Le vulnerabilità Meltdown e Spectre riguardano gran parte dei processori prodotti nel corso degli ultimi 20 anni e per correggerle sarà necessario riprogettare le architetture di queste componenti; per il momento solo la distribuzione di apposite patch può rimediare parzialmente al problema, ma non senza pagare un costo in termini di prestazioni.
Ne sarebbe convinta la Casa di Redmond, secondo i cui esperti gli aggiornamenti per Meltdown e Spectre non potranno che rallentare i Pc; gli effetti potrebbero variare a seconda della CPU in uso o del sistema operativo di riferimento, ma per Microsoft la Intel sbaglierebbe a parlare di conseguenze marginali per le perfermance.
Stando a quanto riportato da Terry Myerson, uno dei responsabili della divisione che si occupa dell’implementazione di Windows, i computer meno penalizzati saranno quelli che integrano processori della gamma Skylake e quelli prodotti successivamente, in questo caso gli utilizzatori non dovrebbero osservare rallentamenti evidenti.
Diverso il discorso per le CPU più datate, come per esempio quelle appartenenti alla linea Haswell, un terminale dotato di tali componenti potrebbe risultare palesemente meno prestante. Tali effetti potrebbero poi risultare ancora più consistenti nel caso in cui si lavori con un computer che non presenta Windows 10 come piattaforma operativa.
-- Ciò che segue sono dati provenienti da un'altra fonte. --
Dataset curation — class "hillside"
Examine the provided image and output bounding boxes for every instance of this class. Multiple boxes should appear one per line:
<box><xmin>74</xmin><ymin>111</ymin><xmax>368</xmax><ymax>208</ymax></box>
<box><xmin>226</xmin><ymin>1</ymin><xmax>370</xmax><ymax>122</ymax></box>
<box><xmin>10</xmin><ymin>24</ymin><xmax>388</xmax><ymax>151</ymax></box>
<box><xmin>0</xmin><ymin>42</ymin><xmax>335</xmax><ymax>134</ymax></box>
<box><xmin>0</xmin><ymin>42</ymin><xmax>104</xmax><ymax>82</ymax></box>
I benchmark avrebbero infatti evidenziato un importante calo di prestazioni in macchine dotate di Windows 8.1 e Windows 7; le prospettive potrebbero poi essere ancora peggiori per le installazioni di Windows Server, un sistema che per sua natura è chiamato ad eseguire applicazioni e processi particolarmente avidi in termini di risorse.